La popularité du gouvernement a chuté de huit points en juin
Le gouvernement a d'abord été pris de court par l'éclosion soudaine de ce mouvement apolitique la semaine dernière, après l'annonce de l'augmentation des tarifs des transports publics. Il semble à présent débordé par sa nouvelle dimension en grande partie attisée par l'indignation suscitée par les violences policières de la semaine dernière. "Viens, viens, viens dans la rue, viens!", scandaient à Rio les manifestants en milieu d'après-midi, tandis que du haut des tours de bureaux du centre-ville, des employés jetaient une pluie de morceaux de papier blanc en geste de soutien.

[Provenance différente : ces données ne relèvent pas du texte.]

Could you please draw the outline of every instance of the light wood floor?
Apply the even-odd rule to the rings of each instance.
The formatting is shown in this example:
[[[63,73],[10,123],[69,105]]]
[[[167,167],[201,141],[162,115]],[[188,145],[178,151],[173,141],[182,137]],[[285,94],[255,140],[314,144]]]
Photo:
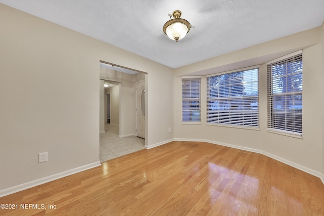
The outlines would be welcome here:
[[[173,142],[0,198],[1,203],[18,204],[0,209],[6,215],[323,215],[324,185],[263,155]]]

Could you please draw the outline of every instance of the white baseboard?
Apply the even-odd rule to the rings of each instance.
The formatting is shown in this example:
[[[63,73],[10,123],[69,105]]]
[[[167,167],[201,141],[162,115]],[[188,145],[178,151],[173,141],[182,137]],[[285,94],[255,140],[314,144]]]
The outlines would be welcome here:
[[[174,140],[173,139],[171,139],[169,140],[166,140],[165,141],[160,142],[159,143],[155,143],[152,145],[150,145],[149,146],[145,145],[144,146],[144,147],[146,148],[146,149],[152,149],[153,148],[154,148],[159,146],[161,146],[162,145],[164,145],[167,143],[170,143],[170,142],[173,141],[173,140]]]
[[[136,137],[136,135],[135,134],[126,134],[125,135],[118,135],[118,136],[120,138],[123,138],[124,137],[131,137],[132,136],[134,137]]]
[[[221,143],[220,142],[215,142],[215,141],[209,140],[185,139],[174,139],[174,140],[175,141],[206,142],[207,143],[212,143],[213,144],[219,145],[221,146],[226,146],[228,147],[233,148],[235,149],[248,151],[251,152],[255,152],[255,153],[261,154],[267,157],[274,159],[276,160],[277,160],[278,161],[285,163],[287,165],[289,165],[290,166],[291,166],[297,169],[303,171],[312,176],[314,176],[316,177],[318,177],[320,179],[320,180],[322,181],[322,183],[324,184],[324,175],[320,173],[320,172],[315,171],[312,169],[310,169],[309,168],[306,167],[306,166],[304,166],[302,165],[299,164],[294,162],[292,162],[292,161],[291,161],[290,160],[286,159],[285,158],[282,158],[282,157],[280,157],[277,155],[272,154],[271,153],[266,152],[265,151],[253,149],[251,148],[245,147],[244,146],[236,146],[235,145],[229,144],[227,143]]]
[[[37,179],[36,180],[32,181],[31,182],[27,182],[26,183],[22,184],[21,185],[17,185],[16,186],[12,187],[11,188],[7,188],[0,190],[0,197],[7,196],[9,194],[12,194],[14,193],[16,193],[19,191],[23,191],[24,190],[27,189],[28,188],[32,188],[33,187],[37,186],[43,184],[45,184],[49,182],[51,182],[54,180],[56,180],[61,178],[65,177],[66,176],[70,176],[72,174],[79,172],[82,171],[89,169],[101,165],[100,161],[96,162],[95,163],[90,163],[89,164],[85,165],[84,166],[79,166],[78,167],[74,168],[72,169],[64,171],[62,172],[54,174],[52,176],[48,176],[43,178],[42,179]]]

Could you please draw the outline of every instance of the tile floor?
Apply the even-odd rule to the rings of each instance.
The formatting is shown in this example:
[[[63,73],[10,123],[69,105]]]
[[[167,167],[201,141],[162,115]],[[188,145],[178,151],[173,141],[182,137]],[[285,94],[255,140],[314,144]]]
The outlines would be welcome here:
[[[104,134],[100,135],[100,162],[144,149],[145,140],[131,136],[118,137],[118,126],[105,124]]]

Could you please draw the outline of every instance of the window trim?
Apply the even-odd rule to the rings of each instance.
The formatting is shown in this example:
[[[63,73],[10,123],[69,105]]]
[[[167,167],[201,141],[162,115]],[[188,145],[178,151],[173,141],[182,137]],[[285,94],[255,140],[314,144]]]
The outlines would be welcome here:
[[[285,56],[281,56],[281,57],[279,57],[275,59],[273,59],[272,60],[271,60],[269,62],[266,62],[266,66],[267,67],[267,89],[269,89],[269,74],[268,74],[268,65],[271,64],[273,64],[273,63],[275,63],[277,62],[279,62],[281,61],[284,61],[285,60],[287,60],[287,59],[289,59],[291,58],[292,58],[293,57],[294,57],[294,56],[298,56],[299,55],[302,55],[302,62],[303,62],[303,56],[302,56],[302,54],[303,54],[303,50],[298,50],[297,51],[294,52],[293,53],[291,53],[290,54],[286,55]],[[302,72],[302,74],[303,74],[303,71]],[[294,92],[296,93],[299,93],[300,94],[301,94],[302,97],[303,95],[303,90],[302,90],[300,92]],[[284,95],[287,95],[287,94],[285,94]],[[301,121],[301,125],[302,125],[302,133],[297,133],[297,132],[292,132],[292,131],[286,131],[286,130],[284,130],[284,129],[278,129],[278,128],[274,128],[272,127],[269,127],[269,116],[270,115],[270,113],[269,113],[269,109],[270,109],[270,108],[269,107],[269,97],[270,97],[270,94],[269,93],[269,90],[267,90],[267,129],[266,129],[266,132],[269,132],[269,133],[273,133],[273,134],[278,134],[278,135],[284,135],[284,136],[287,136],[288,137],[294,137],[295,138],[298,138],[298,139],[303,139],[303,120],[302,120],[302,116],[303,116],[303,108],[302,107],[302,121]]]

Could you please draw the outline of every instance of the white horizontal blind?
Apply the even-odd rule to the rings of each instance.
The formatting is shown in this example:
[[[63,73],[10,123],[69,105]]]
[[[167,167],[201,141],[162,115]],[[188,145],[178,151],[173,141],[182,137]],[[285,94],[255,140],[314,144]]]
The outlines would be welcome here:
[[[267,65],[268,128],[301,136],[302,54]]]
[[[259,68],[207,77],[207,123],[259,127]]]
[[[200,122],[201,78],[182,78],[182,121]]]

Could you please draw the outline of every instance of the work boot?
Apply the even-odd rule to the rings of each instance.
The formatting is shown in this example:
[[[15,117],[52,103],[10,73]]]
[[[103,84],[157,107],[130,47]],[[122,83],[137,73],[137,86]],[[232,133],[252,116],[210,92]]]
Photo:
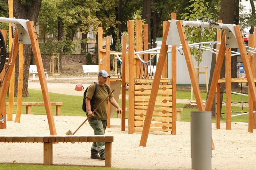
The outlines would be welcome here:
[[[99,155],[91,155],[91,158],[92,159],[101,159],[102,158],[100,158]],[[104,157],[104,160],[105,160],[105,157]]]

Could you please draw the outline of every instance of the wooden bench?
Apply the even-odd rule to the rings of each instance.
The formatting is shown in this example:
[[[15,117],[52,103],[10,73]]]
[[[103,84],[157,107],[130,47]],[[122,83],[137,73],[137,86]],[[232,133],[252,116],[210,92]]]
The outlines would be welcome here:
[[[60,116],[60,106],[62,105],[62,102],[51,102],[52,106],[56,106],[56,115]],[[6,106],[9,105],[9,103],[5,103]],[[18,103],[13,103],[13,106],[17,106]],[[31,106],[44,106],[44,102],[22,102],[21,106],[26,106],[26,114],[30,114],[32,112]]]
[[[181,111],[183,110],[183,108],[176,108],[176,121],[181,121]]]
[[[112,142],[114,142],[114,136],[103,135],[80,136],[0,136],[0,142],[43,143],[44,165],[52,165],[53,143],[105,142],[106,143],[105,166],[111,167],[112,155]]]

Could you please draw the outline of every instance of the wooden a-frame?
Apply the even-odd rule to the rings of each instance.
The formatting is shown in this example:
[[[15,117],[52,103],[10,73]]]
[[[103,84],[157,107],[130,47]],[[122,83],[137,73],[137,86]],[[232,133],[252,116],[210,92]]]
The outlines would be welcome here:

Croissance en berne et inflation
"Nous ne permettrons pas que des manifestations perturbent les événements que nous nous sommes engagés à réaliser", avait averti quelques heures plus tôt le ministre des Sports, Aldo Rebelo. Dans une apparente volonté d'apaisement, la présidente Dilma Rousseff a rectifié le tir quelques heures plus tard, affirmant que "les manifestations pacifiques sont légitimes et propres à la démocratie". "C'est le propre de la jeunesse de manifester", a-t-elle ajouté dans un communiqué. Cette fronde se développe alors que le Brésil, après des années de vigoureux développement économique et social, traverse une passe délicate marquée par une croissance en berne et une poussée de l'inflation notamment sur le prix des denrées alimentaires. La popularité du gouvernement a chuté de huit points en juin, pour la première fois depuis l'élection à la présidence en 2011 de Dilma Rousseff, qui reste largement favorite pour le scrutin de fin 2014.